Nel frattempo si rincorrono le voci sui contenuti del decreto. Tra indiscrezioni e dichiarazioni ufficiali, possiamo trarre un breve bilancio delle principali novità in materia di corruzione e reati contro la Pubblica Amministrazione.
Il tema principale è sicuramente il falso in bilancio. Questa fattispecie verrà punita in tutte le sue forme, dalla più lieve alla più grave.
Si ragiona sulle pene in base all’entità del reato. Si andrà con ogni probabilità da 1-4 anni per le violazioni minori a 2-6 anni per quelle più gravi.
In generale il Governo adotterà una ratio ben precisa: inasprimento delle pene per tutte le fattispecie di reato contro la P.A. e sconti delle sanzioni per chi denuncerà le pratiche corruttive.
Una norma, quest’ultima, fortemente voluta dalle autorità giudiziarie e che prenderà come punto di riferimento quella sui pentiti di mafia.
Chi denuncerà un accordo di carattere corruttivo, facilitando l’attività investigativa, potrà avere, infatti, uno sconto che va da un terzo a metà della pena.
Sarà più difficile, invece, ottenere il patteggiamento. Quest’ultima è la forma più utilizzata dai corrotti per ridurre la propria sanzione.
D’ora in poi il patteggiamento o la sospensione della pena potranno essere concordati solo se il corrotto restituisce quanto sottratto all’amministrazione.

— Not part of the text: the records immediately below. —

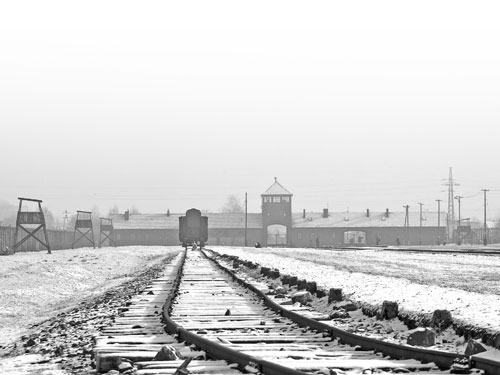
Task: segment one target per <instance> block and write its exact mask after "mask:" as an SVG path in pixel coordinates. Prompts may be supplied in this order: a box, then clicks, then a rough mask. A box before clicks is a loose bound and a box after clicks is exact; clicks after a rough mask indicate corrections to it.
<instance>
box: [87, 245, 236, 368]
mask: <svg viewBox="0 0 500 375" xmlns="http://www.w3.org/2000/svg"><path fill="white" fill-rule="evenodd" d="M181 264H182V254H181V253H180V254H179V255H178V256H177V258H175V259H174V260H173V261H172V263H171V264H170V265H169V266H168V267H167V268H166V269H165V272H164V275H163V276H162V277H161V278H158V279H156V280H154V281H153V282H152V283H151V284H150V285H148V286H147V287H146V288H145V289H144V290H143V291H142V292H140V293H139V294H138V295H136V296H135V297H133V298H132V299H131V300H130V302H129V303H128V305H127V306H124V307H123V308H122V312H121V314H120V317H118V318H117V319H116V320H115V322H114V324H113V325H112V326H110V327H107V328H105V329H104V330H103V331H102V332H101V336H99V337H97V338H96V344H95V347H94V352H95V357H96V367H97V371H98V372H99V373H106V372H107V371H109V370H113V369H114V370H117V369H121V371H122V372H123V370H126V369H127V368H128V367H129V368H130V369H133V367H135V368H136V369H137V371H135V372H133V373H134V374H137V375H146V374H147V375H154V374H158V375H160V374H184V373H196V374H212V375H213V374H227V375H231V374H241V372H240V371H238V370H236V369H234V367H236V365H228V364H227V362H226V361H222V360H204V359H199V360H196V359H194V360H190V359H192V358H197V357H203V352H200V351H194V350H192V348H191V347H189V346H187V345H184V344H183V343H178V341H177V339H176V338H175V337H174V336H172V335H169V334H167V333H165V329H164V324H163V323H162V309H163V305H164V304H165V301H166V299H167V298H168V297H169V296H171V295H172V293H173V292H174V287H175V280H176V278H177V274H178V270H179V267H181ZM164 346H168V347H170V348H174V349H175V350H177V352H178V353H180V354H181V355H182V357H183V358H182V359H178V360H168V361H164V360H153V359H154V358H155V356H156V355H157V354H158V352H159V351H160V350H161V349H162V347H164ZM186 359H187V361H186ZM127 363H128V364H127ZM120 366H122V367H120ZM183 366H185V367H186V366H187V370H184V372H183V370H182V367H183ZM179 369H180V370H179ZM187 371H189V372H187Z"/></svg>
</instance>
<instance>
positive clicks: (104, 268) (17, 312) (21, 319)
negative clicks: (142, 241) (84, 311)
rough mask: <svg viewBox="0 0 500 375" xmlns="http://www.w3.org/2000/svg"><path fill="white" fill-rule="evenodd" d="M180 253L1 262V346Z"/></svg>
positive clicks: (75, 257)
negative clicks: (59, 312) (86, 298)
mask: <svg viewBox="0 0 500 375" xmlns="http://www.w3.org/2000/svg"><path fill="white" fill-rule="evenodd" d="M179 250H180V248H179V247H177V246H176V247H170V248H168V247H151V246H149V247H146V246H129V247H116V248H113V247H107V248H102V249H92V248H81V249H75V250H56V251H53V252H52V254H50V255H49V254H47V253H46V252H45V251H44V252H35V253H17V254H14V255H10V256H3V257H0V345H3V344H7V343H8V342H10V341H12V340H14V339H15V338H16V337H18V336H19V335H21V334H22V333H23V332H24V331H26V329H27V328H28V326H29V325H30V324H33V323H36V322H40V321H43V320H44V319H48V318H50V317H52V316H54V315H56V314H57V313H58V312H60V311H62V310H65V309H68V308H71V307H75V306H76V305H77V304H78V303H79V302H80V301H82V300H84V299H86V298H88V297H91V296H96V295H98V294H100V293H103V292H105V291H106V290H108V289H111V288H113V287H115V286H117V285H119V284H122V283H124V282H125V281H127V280H129V279H130V278H131V276H132V275H133V274H134V273H135V272H138V271H141V270H143V269H144V268H146V267H149V266H151V265H153V264H155V263H159V262H160V261H161V260H162V259H164V258H165V257H166V256H169V255H170V254H174V253H176V252H178V251H179Z"/></svg>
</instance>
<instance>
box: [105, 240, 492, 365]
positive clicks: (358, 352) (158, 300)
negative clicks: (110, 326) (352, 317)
mask: <svg viewBox="0 0 500 375" xmlns="http://www.w3.org/2000/svg"><path fill="white" fill-rule="evenodd" d="M212 256H213V255H211V253H207V252H202V251H192V250H188V251H186V252H184V253H182V254H180V255H179V256H178V257H177V258H176V260H175V261H174V262H173V263H172V264H171V265H170V266H169V267H168V268H167V269H166V270H165V274H164V276H163V277H162V278H159V279H157V280H155V281H154V282H152V283H151V285H149V286H148V287H146V288H145V289H144V290H143V291H142V292H141V293H140V294H138V295H137V296H136V297H134V298H133V299H132V300H131V301H130V303H129V304H128V306H126V307H124V308H123V311H122V314H121V316H120V318H118V319H116V321H115V323H114V325H112V326H111V327H109V328H107V329H106V330H104V331H103V332H102V336H101V337H99V338H97V339H96V346H95V354H96V363H97V370H98V371H99V372H101V373H104V372H106V371H108V370H110V369H117V368H119V369H120V371H121V372H122V373H123V372H125V373H134V374H138V375H146V374H148V375H152V374H158V375H160V374H177V375H179V374H188V373H196V374H213V375H214V374H227V375H232V374H240V373H242V372H243V373H259V374H269V375H285V374H289V375H303V374H324V375H333V374H335V375H344V374H372V373H384V374H385V373H388V374H390V373H414V374H428V375H443V374H449V373H451V372H454V371H450V369H449V368H450V367H449V366H450V365H451V363H452V362H453V358H454V357H453V355H452V354H448V355H446V353H437V352H433V351H429V350H426V349H420V348H411V347H401V346H398V345H395V344H391V343H386V342H382V341H379V340H374V339H370V338H366V337H360V336H357V335H354V334H350V333H346V332H345V331H341V330H338V329H336V328H334V327H332V326H331V325H328V324H326V323H325V322H321V321H320V319H321V318H320V317H318V316H316V317H315V316H314V313H312V312H309V311H306V309H303V311H301V310H302V309H297V310H298V311H293V309H292V310H286V309H282V308H280V306H278V305H277V304H276V302H274V301H272V299H270V298H267V297H266V296H265V295H264V292H265V291H266V290H267V285H264V284H259V283H258V282H256V281H255V280H253V281H252V282H251V284H249V283H246V282H245V281H243V280H241V279H238V278H236V276H235V275H234V273H232V272H231V270H228V269H226V268H225V267H224V266H223V265H221V264H219V263H217V262H215V261H214V260H212V259H210V258H211V257H212ZM263 291H264V292H263ZM348 344H350V345H348ZM361 347H363V348H365V349H361ZM165 348H167V349H168V350H170V351H173V352H175V353H176V354H177V355H178V357H175V356H174V357H175V358H169V360H165V358H159V357H158V354H159V353H160V352H162V351H163V350H165ZM366 348H368V349H369V350H366ZM382 353H385V356H384V355H383V354H382ZM388 353H390V354H391V356H387V354H388ZM419 356H420V357H419ZM412 357H415V358H422V359H423V361H422V362H421V361H417V360H415V359H397V358H412ZM172 359H173V360H172ZM125 362H128V364H127V363H125ZM425 362H427V363H425ZM436 363H437V364H438V365H439V367H438V366H437V365H436ZM123 364H124V365H125V367H124V368H120V367H119V366H120V365H123ZM493 366H496V363H495V364H494V365H493ZM455 372H456V371H455ZM472 372H476V373H481V372H482V371H481V370H477V369H473V370H472ZM466 373H468V372H466ZM491 373H498V372H495V368H494V367H493V371H491Z"/></svg>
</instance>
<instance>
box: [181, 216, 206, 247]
mask: <svg viewBox="0 0 500 375" xmlns="http://www.w3.org/2000/svg"><path fill="white" fill-rule="evenodd" d="M179 240H180V241H181V244H182V246H184V247H186V248H187V247H188V246H190V245H192V244H193V243H197V244H199V245H200V246H201V247H203V246H205V243H206V242H207V241H208V217H207V216H201V211H200V210H197V209H196V208H191V209H190V210H187V211H186V216H180V217H179Z"/></svg>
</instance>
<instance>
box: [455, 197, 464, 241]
mask: <svg viewBox="0 0 500 375" xmlns="http://www.w3.org/2000/svg"><path fill="white" fill-rule="evenodd" d="M462 198H463V197H461V196H460V195H457V196H456V197H455V199H457V200H458V227H457V245H461V244H462V239H461V238H460V232H461V228H460V224H461V220H460V200H461V199H462Z"/></svg>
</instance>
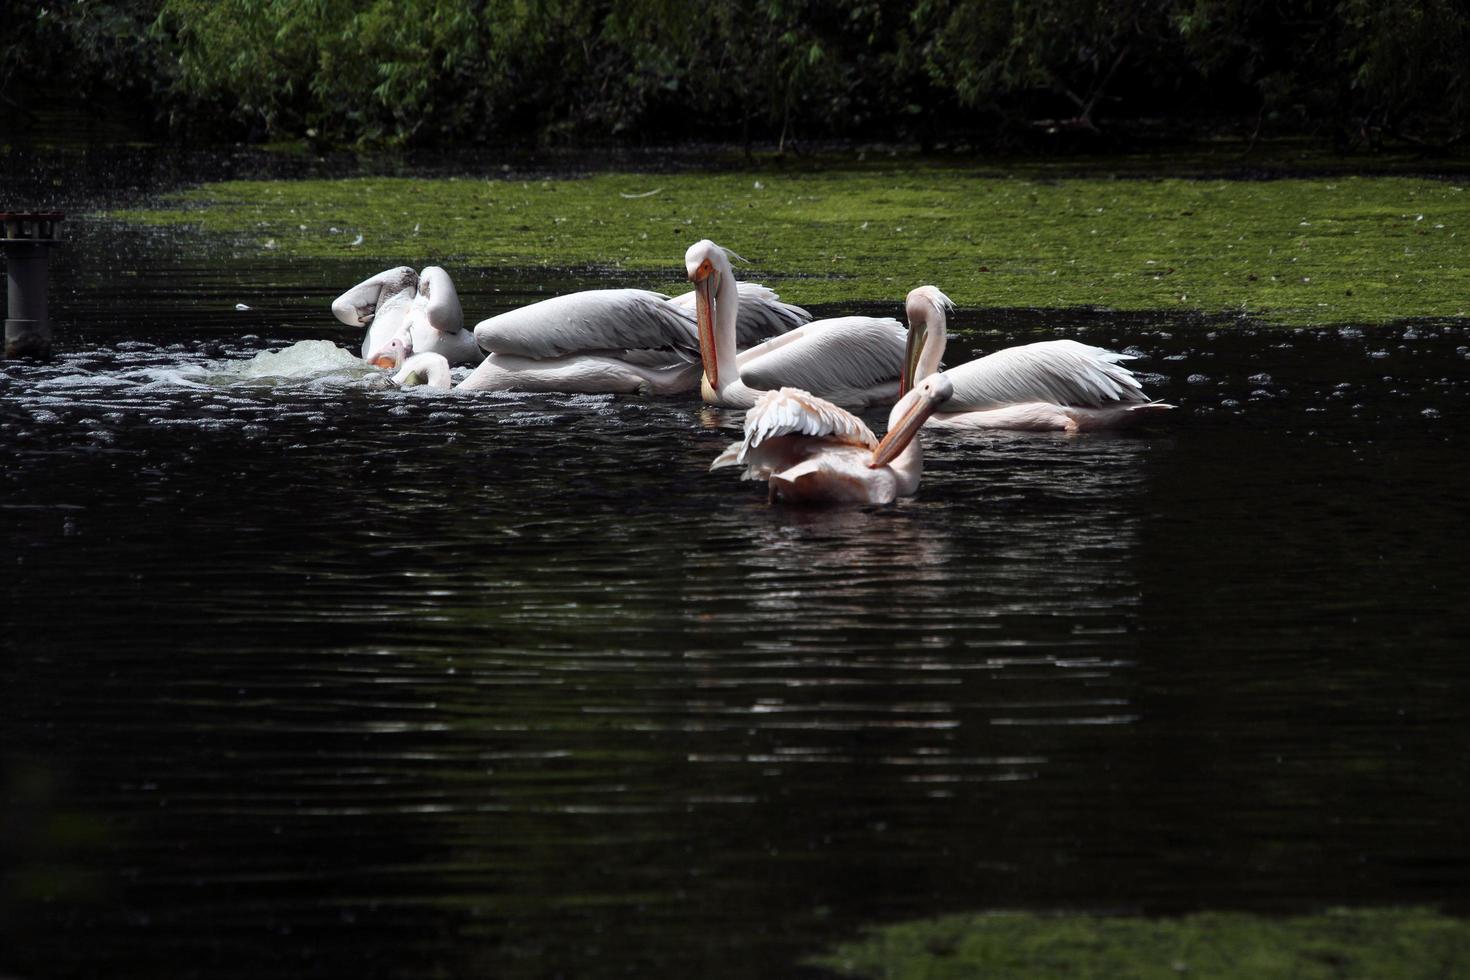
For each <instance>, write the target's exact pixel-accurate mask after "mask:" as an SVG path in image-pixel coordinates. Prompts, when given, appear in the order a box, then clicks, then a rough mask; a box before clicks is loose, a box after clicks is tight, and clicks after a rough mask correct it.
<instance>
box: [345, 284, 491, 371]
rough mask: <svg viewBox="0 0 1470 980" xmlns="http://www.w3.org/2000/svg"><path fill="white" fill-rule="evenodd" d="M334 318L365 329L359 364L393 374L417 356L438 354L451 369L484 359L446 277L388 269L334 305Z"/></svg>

Ci sono importanti novità anche sui rapporti tra imprenditori e Pubblica Amministrazione. Un imprenditore, infatti, che corrompe un dipendente pubblico non potrà più partecipare alle gare d’appalto per 5 anni. La legge Severino circoscriveva, invece, il termine a 3 anni.
Viene allargata, infine, la pletora di dipendenti pubblici che possono essere accusati di concussione. Tale fattispecie di reato non riguarderà più solamente i pubblici ufficiali, ma qualsiasi incaricato di pubblico servizio.
Dunque tutti i soggetti che detengono un rapporto di servizio con la P.A. possono essere sanzionati con il reato di concussione, indipendentemente dalla posizione che ricoprono all’interno dell’organico.